543 Day Writing Journey

Home Alone. Day 511.

Photo by Sebastian Arie Voortman on Pexels.com

Last night, the boys all spent the night at Tyler’s watching WWE and eating pizza and grinders from Michelangelo’s.

“Will you be OK, Mom?” they each asked me separately the day before.

“Of course,” I said, laughing, maybe a little too enthusiastically. My façade was in jeopardy of being discovered.

I didn’t really want them to go, but I didn’t and wouldn’t say that. I want them to spend all their time with each other, and will never block that. But dang, it was weird.

Once nightfall started to take over, my senses were extra aware. I wasn’t afraid of bad guys or monsters, but of being far from the boys. I always feel that way with Tyler living an hour away, but it was multiplied by four.

The bad guys and monsters would have been eliminated and disintegrated by the dogs who were hyper-aware by the lack of people in the house. Wanda, who usually sleeps in Baylee’s room, barked more than usual and kept running from the front door to the back.
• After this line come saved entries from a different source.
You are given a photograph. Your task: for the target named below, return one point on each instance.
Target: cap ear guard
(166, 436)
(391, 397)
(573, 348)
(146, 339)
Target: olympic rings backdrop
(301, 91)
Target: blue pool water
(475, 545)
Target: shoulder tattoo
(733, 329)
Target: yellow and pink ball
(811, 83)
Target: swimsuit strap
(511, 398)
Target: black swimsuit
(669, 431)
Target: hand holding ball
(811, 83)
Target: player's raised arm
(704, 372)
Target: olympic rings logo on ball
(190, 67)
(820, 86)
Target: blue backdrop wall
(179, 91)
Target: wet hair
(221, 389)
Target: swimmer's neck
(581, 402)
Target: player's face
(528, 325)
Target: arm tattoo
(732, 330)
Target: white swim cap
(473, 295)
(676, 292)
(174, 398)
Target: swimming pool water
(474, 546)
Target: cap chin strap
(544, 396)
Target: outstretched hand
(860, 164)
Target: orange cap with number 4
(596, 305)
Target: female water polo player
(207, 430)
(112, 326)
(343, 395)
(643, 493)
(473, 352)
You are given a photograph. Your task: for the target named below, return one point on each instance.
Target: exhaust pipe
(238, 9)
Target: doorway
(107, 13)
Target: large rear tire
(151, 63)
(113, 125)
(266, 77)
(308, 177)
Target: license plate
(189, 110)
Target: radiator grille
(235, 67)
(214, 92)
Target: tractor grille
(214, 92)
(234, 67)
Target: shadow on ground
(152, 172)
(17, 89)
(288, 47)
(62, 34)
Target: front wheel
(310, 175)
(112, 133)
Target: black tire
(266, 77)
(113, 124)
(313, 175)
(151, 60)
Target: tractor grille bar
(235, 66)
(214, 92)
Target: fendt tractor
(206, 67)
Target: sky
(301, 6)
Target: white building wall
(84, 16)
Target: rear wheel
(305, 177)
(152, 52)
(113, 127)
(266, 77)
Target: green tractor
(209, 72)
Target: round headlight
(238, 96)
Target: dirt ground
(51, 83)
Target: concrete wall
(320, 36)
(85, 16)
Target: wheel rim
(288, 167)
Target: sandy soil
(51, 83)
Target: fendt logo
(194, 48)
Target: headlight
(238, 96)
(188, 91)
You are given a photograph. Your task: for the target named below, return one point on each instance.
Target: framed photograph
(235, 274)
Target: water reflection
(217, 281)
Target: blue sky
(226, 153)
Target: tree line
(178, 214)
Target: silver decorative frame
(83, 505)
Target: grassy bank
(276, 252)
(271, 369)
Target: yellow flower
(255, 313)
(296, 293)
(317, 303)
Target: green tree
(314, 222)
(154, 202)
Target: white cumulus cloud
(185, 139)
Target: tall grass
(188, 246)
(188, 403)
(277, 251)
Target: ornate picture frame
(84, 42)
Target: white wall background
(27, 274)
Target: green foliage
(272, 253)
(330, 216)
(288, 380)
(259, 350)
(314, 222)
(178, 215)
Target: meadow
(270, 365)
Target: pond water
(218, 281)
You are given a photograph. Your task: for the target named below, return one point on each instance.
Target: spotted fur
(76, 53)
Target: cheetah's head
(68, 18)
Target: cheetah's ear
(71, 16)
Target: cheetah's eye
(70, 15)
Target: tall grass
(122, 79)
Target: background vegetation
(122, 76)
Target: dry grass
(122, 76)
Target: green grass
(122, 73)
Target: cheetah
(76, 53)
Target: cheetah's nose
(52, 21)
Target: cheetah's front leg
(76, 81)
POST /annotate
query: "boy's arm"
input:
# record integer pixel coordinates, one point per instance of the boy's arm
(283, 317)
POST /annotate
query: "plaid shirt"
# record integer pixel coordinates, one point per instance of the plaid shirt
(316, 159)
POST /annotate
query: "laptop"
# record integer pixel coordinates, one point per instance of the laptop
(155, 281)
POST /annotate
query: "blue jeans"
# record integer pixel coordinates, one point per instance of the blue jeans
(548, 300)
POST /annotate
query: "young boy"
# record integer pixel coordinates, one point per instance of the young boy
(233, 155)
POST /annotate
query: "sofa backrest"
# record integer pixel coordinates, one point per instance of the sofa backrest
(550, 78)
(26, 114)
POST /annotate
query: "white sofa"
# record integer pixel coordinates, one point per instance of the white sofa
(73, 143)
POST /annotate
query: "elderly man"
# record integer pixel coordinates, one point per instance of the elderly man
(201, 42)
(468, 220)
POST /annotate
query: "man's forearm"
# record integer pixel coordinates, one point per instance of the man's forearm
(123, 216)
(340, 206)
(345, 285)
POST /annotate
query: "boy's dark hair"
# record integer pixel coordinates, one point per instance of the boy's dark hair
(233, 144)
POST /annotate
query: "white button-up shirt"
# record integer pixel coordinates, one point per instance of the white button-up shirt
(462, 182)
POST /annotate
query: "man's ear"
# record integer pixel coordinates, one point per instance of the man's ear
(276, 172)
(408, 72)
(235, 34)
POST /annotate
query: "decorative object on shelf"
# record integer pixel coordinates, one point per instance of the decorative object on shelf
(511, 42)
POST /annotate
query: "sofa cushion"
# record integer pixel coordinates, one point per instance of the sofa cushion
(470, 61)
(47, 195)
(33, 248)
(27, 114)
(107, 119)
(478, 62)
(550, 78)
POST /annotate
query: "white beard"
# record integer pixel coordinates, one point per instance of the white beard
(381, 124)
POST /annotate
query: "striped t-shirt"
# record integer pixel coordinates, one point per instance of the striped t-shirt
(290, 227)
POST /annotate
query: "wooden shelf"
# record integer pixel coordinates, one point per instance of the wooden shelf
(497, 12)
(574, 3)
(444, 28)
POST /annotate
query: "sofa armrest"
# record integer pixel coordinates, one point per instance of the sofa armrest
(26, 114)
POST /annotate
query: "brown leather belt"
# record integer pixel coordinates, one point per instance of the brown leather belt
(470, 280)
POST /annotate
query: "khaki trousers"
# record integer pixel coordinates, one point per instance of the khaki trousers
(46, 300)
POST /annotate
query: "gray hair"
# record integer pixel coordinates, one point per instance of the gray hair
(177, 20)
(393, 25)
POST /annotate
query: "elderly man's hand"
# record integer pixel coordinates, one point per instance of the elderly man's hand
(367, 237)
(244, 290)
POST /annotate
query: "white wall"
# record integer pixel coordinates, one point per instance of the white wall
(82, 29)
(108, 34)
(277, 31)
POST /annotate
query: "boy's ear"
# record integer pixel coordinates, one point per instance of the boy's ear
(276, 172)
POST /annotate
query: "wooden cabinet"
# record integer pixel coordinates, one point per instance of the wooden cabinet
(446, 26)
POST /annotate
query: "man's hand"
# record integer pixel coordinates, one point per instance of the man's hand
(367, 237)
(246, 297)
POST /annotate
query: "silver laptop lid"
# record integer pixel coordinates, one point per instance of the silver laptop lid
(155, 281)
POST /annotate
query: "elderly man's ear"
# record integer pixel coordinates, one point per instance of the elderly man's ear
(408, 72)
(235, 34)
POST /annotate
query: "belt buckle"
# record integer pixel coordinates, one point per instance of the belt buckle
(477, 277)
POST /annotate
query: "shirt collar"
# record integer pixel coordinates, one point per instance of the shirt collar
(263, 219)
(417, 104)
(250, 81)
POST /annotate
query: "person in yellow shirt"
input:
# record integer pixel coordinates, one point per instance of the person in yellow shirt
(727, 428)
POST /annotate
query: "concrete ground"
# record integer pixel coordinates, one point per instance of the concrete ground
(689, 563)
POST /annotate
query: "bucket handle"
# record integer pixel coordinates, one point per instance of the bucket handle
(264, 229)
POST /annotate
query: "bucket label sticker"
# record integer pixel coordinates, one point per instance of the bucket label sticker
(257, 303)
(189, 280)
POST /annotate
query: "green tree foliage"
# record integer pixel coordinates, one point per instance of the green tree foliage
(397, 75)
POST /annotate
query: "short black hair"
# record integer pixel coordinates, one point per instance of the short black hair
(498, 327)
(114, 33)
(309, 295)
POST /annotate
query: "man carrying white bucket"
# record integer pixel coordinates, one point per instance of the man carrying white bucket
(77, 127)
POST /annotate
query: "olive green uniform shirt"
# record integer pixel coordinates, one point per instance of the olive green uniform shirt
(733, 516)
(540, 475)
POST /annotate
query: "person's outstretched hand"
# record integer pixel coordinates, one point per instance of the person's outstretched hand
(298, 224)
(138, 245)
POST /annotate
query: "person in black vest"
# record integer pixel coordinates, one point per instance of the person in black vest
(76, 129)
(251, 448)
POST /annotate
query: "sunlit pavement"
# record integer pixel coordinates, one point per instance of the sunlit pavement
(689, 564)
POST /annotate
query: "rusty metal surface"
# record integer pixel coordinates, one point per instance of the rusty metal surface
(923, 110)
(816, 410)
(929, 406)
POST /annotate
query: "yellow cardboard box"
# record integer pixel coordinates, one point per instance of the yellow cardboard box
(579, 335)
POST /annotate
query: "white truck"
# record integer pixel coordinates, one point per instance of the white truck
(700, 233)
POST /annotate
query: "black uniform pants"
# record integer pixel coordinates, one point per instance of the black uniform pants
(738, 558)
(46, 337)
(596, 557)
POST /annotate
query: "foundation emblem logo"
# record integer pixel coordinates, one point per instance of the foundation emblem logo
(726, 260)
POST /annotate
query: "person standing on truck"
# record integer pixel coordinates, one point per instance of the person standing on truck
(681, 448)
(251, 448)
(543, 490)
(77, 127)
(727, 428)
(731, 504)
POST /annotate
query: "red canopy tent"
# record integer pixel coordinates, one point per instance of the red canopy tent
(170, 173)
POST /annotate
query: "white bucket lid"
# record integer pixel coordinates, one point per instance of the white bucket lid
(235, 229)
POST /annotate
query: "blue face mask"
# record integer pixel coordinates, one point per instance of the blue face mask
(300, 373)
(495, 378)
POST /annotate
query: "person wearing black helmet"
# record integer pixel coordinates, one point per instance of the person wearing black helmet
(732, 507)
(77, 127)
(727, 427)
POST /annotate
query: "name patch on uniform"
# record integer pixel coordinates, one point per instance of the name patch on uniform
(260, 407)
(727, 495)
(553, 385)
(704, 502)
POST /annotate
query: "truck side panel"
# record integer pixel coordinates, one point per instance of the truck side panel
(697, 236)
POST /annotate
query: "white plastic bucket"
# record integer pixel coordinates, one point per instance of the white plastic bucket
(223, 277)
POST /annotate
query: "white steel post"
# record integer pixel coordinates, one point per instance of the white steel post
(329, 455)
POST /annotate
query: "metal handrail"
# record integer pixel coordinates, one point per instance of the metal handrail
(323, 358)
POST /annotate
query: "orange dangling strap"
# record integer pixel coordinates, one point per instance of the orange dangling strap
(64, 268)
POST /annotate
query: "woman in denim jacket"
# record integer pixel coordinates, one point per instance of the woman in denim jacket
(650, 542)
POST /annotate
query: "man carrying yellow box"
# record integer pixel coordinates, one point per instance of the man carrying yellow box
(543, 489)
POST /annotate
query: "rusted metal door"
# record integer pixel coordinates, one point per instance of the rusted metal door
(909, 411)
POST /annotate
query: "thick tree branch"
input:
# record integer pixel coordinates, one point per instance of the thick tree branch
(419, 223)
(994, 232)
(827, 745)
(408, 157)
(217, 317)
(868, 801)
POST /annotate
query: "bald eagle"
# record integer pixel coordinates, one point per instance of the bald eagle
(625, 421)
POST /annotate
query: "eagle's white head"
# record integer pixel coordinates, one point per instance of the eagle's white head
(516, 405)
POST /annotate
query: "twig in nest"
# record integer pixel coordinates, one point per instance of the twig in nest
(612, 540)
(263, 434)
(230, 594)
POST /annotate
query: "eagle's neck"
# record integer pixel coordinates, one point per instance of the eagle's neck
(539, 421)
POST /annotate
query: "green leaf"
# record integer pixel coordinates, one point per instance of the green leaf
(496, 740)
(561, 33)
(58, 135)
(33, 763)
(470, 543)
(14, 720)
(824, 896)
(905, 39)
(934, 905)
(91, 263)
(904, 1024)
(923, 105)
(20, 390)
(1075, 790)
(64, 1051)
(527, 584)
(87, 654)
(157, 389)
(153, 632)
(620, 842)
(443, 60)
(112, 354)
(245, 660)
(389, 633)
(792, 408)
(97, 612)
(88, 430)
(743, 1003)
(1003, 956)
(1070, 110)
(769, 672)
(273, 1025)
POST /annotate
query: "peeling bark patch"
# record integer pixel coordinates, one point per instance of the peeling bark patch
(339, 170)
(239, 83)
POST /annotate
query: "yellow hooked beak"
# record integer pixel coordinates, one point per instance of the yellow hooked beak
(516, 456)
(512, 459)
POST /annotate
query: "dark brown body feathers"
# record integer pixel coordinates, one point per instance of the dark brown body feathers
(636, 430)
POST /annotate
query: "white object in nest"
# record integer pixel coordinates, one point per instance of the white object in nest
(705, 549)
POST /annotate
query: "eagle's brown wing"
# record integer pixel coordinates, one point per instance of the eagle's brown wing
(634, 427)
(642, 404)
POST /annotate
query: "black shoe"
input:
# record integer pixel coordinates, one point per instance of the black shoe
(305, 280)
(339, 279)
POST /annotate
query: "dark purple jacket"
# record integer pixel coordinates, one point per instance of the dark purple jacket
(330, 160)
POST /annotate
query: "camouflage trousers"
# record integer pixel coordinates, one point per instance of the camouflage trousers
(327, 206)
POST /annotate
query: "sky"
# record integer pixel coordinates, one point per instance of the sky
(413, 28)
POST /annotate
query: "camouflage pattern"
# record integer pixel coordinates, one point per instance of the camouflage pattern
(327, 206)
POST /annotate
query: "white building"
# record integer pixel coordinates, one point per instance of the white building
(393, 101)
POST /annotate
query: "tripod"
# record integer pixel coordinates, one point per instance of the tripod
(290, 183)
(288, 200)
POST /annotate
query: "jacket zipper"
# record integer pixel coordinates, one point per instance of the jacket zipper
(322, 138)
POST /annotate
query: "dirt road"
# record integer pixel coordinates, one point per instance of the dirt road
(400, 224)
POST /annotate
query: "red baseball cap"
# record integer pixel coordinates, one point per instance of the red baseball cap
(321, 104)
I never felt creeped out and slept quite well actually.

Is it normal to not want the house to yourself? Don’t empty-nesters want, well, an empty nest? Do singular empty-nesters have a different perspective than a couple?

Either way, the pups and I all slept in the living room and watched Modern Family. I tried not to text the boys. (They texted me which was nice.) It made me aware of what my future holds. I do state frequently and adamantly that I like being single, but maybe not forever. I may have to take in a border.